On Democratic National Committee And Promised Access

Simon: Democratic National Committee documents made public this week show that people who gave more than $30,000 personally, I believe, or bundled at least $300,000 to Democratic candidates, were promised access to people who work in this building. No promises about policies, but the implications [were] they could talk to senior advisers, perhaps even yourself. There were other perks that got --

Axelrod: — I haven't had the --

Simon: — You haven't had the call?

Axelrod: I haven't had the pleasure, no.

Simon: You know, there were reports about other perks, including some donors using the White House bowling alley. Now I want to be an adult about this; this kind of thing has gone on at administrations in both parties for some time. But does it square with an administration that said they would change the way business is done?

Axelrod: You know, Scott, let me say a few things. First of all, there was one offering or one brochure or one communication from the Democratic National Committee in the beginning of the year, and they had a line in there about access to senior policymakers. No one was more furious about that, when he learned about that, than the president himself. And he learned about it from a press clipping. And he's made it very clear to everyone that that's unacceptable to him.
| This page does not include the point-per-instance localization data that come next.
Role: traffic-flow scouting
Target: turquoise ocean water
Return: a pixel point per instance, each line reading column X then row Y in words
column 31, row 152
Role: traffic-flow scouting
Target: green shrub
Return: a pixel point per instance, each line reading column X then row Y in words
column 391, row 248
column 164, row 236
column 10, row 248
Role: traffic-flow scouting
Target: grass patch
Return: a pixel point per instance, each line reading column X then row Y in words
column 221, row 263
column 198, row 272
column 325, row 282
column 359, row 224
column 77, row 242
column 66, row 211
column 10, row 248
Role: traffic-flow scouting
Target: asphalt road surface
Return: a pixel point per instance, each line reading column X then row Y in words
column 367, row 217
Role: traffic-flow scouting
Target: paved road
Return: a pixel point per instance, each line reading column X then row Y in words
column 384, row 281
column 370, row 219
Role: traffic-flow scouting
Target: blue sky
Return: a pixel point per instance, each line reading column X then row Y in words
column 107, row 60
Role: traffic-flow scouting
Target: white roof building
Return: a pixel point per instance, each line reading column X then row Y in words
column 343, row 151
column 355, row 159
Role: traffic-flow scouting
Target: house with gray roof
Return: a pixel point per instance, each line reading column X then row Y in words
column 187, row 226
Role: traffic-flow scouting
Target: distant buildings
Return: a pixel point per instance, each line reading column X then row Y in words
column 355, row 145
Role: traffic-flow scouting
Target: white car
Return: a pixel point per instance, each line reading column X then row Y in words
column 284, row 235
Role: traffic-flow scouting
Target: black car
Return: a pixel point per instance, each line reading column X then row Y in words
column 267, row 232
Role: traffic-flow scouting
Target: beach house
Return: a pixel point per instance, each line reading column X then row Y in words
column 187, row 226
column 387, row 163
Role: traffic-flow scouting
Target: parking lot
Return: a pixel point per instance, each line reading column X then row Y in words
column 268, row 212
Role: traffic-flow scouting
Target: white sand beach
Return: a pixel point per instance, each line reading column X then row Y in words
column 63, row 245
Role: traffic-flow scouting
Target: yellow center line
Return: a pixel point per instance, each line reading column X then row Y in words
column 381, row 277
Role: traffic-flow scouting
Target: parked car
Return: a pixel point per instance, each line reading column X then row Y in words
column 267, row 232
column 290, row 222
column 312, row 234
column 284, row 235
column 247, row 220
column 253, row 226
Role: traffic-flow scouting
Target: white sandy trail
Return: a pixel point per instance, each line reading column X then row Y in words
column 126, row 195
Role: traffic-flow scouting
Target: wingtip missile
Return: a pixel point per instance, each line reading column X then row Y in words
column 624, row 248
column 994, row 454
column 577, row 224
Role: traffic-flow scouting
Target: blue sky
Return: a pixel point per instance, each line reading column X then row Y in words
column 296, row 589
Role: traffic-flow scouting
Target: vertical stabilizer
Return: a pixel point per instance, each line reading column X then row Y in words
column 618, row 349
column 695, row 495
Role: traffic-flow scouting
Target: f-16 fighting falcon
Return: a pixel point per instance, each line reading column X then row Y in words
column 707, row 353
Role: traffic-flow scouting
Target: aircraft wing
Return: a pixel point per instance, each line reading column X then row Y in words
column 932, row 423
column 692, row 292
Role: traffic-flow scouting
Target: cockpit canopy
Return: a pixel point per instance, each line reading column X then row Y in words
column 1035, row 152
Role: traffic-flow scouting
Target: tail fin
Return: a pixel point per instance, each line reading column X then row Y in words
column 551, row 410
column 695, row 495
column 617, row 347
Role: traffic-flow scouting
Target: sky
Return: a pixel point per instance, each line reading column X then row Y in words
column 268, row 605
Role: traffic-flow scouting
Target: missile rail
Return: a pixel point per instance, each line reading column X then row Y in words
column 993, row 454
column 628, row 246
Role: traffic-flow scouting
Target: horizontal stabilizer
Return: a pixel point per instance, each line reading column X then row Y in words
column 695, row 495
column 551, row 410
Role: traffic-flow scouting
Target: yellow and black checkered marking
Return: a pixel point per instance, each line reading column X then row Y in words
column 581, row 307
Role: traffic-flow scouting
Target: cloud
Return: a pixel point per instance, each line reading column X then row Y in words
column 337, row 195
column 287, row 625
I would say that there's never been an administration that's been more assiduous than ours. For the first time ever, anyone who comes into the White House is now a matter of public record. You can see who comes into the White House; you can see who has visited. Part of this reporting is based on our own disclosures. No administration has been tougher on lobbying and ethics. We have strict rules against lobbyists participating in government; people who have been active in lobbying in recent years; strict rules about whether you can lobby the administration after you leave, after you leave government.

In many ways, we've revolutionized the ethics regimen here in this building, and they'll never be the same again. So I think, yes, you're right, you can't fully eliminate politics from the process. But I think in terms of reform, we've set a very high standard, and one that this town hasn't seen before.

Simon: But to circle back a bit: The president was furious when he read about this?

Axelrod: Yeah, this is not something he embraces. He doesn't want his advisers being offered as part of a fundraising appeal, and that was made clear. It was done once. It was done early in the year, it wasn't repeated. So someone else obviously thought it was inappropriate. But when he heard about it, which was just when it was reported, he was very unhappy.

On The Chicago Cubs

Simon: Finally, in another part of our show, we have an interview with Tom Ricketts, the new guy who owns the Chicago Cubs. You have an autographed baseball from Ernie Banks. Can President Obama use his executive powers to delegate better pitching to the Cubs, or, for that matter, the White Sox staff?

Axelrod: You know, we've explored this, and we don't know that we can do that by executive order. It would probably take an act of Congress, and there is a real conflict on the Hill about whether to help the Cubs. There [is] obviously a lot of interest from different cities who have a varied view, so it's probably up to Mr. Ricketts to take care of that.